Key Takeaways
- The problem: AI is everywhere, but most teams mix up AI agents and agentic AI. This confusion leads to wrong implementations, overhyped expectations, and systems that either underperform or become too complex to manage.
- The solution: AI agents handle specific tasks with control and predictability, while agentic AI focuses on achieving broader goals with autonomy and adaptability. The real value comes from knowing when to use each and how they can work together.
- How SoluLab helps: SoluLab designs AI systems with the right balance of control and autonomy. As an AI-native company, we use AI in our workflows to deliver faster and at a lower cost while building scalable, secure, and production-ready solutions.
AI agents and agentic AI are often used interchangeably, but they’re not the same. Both aim to automate work, reduce manual effort, and improve decision-making, yet they operate at very different levels.
AI agents are built to handle specific tasks within a defined scope, making them reliable for structured workflows. Agentic AI, on the other hand, is designed to pursue broader goals, plan actions, and adapt in real time.
This shift moves AI development from being a tool you use to something that can act on your behalf. Understanding the difference is important because it directly impacts how you design systems, manage risk, and scale automation across your business.
What are AI agents?
An AI agent is designed to handle a specific task within a defined scope. It takes input, decides what to do next, and then performs an action to move the task forward.
Large language models power many AI agents, but instead of chasing broad goals, they focus on completing short, well-defined tasks.

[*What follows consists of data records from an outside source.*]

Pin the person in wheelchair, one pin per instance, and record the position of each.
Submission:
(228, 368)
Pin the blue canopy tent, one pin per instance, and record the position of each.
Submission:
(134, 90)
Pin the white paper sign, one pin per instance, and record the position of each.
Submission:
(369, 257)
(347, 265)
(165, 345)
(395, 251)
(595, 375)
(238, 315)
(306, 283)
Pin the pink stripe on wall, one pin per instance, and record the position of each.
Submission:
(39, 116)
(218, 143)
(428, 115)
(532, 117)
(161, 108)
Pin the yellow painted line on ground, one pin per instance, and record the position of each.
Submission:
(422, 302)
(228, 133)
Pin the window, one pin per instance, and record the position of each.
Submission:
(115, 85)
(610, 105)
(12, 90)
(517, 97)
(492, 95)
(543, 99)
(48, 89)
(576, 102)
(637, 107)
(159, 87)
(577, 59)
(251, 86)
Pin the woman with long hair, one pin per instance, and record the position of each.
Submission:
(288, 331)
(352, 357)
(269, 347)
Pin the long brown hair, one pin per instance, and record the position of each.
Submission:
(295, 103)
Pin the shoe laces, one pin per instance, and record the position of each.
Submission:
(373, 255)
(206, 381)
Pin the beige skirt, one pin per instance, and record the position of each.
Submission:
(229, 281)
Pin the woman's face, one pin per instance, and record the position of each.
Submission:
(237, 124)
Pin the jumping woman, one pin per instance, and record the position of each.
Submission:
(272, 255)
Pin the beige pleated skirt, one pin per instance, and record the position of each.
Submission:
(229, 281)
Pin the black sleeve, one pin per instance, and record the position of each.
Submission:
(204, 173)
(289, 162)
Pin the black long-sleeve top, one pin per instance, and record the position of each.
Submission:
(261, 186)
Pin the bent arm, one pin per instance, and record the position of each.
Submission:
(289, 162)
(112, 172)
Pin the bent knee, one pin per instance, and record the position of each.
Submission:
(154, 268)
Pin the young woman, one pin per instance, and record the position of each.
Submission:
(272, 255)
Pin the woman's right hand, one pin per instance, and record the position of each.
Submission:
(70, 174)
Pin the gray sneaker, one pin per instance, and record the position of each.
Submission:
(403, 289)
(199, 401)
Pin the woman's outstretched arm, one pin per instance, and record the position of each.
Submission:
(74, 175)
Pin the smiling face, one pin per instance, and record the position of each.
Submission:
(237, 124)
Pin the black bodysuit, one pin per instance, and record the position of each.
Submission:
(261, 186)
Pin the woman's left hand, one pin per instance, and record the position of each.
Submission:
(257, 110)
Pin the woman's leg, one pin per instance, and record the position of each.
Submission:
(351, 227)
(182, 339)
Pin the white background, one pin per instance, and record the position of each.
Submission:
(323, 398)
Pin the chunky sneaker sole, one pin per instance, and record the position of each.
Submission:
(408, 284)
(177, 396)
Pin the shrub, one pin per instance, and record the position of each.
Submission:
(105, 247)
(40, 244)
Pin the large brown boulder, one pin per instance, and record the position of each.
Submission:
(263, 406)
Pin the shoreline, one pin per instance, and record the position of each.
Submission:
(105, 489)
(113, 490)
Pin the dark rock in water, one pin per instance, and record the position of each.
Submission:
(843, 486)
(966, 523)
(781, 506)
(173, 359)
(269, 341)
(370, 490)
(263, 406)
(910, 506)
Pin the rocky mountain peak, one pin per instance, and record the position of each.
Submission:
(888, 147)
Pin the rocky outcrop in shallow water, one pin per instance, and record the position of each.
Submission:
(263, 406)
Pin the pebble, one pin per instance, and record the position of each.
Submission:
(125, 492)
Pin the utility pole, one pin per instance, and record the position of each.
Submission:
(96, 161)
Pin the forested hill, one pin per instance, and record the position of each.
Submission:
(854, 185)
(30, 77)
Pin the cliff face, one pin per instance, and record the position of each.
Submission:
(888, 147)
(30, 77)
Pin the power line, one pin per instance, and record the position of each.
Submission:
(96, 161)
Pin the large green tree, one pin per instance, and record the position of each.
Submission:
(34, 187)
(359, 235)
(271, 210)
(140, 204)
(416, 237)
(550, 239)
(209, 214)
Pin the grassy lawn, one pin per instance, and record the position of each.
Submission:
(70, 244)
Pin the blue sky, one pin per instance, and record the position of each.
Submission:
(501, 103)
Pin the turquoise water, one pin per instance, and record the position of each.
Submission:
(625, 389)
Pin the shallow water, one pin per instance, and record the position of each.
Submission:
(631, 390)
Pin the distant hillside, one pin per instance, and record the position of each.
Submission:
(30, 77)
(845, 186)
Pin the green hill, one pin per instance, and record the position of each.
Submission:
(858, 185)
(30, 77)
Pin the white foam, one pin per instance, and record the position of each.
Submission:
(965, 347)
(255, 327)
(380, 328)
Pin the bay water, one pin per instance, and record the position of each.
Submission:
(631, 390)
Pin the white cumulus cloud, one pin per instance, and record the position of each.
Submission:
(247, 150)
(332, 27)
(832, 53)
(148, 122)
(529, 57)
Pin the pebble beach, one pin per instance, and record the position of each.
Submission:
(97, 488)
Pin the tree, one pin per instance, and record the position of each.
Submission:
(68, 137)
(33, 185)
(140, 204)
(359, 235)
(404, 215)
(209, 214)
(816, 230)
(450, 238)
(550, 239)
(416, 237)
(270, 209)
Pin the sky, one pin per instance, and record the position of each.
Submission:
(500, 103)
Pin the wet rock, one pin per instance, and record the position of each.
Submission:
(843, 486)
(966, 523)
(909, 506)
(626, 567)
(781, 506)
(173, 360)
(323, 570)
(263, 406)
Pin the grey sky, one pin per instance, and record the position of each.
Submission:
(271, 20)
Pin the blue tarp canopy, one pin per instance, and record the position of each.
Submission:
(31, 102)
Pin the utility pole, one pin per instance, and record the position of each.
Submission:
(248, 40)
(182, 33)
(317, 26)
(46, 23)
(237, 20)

According to Delloite, the Autonomous AI agent market is expected to reach $35B–$45B by 2030


Because of this focused design, AI agents work best for straightforward use cases. Examples include chatbots that answer FAQs, scheduling assistants that manage meetings, or tools that summarize documents. They function as small, task-oriented systems that combine reasoning, memory, and tools to complete one job at a time.
What is Agentic AI?
Agentic AI development refers to AI systems that can act independently to achieve goals, rather than just responding to prompts or performing single tasks. These systems can plan, make decisions, take actions, and adapt based on outcomes.
Agentic AI market projected to grow from ~$7B in 2025 to $93B+ by 2032. Agentic AI goes further. It:
- Understands a goal
- Breaks it into steps
- Executes tasks across systems
- Monitors results
- Adjusts its approach if needed


AI Agents vs. Agentic AI: a Quick Comparison
Here’s a complete comparison overview of AI agent nd Agentic AI.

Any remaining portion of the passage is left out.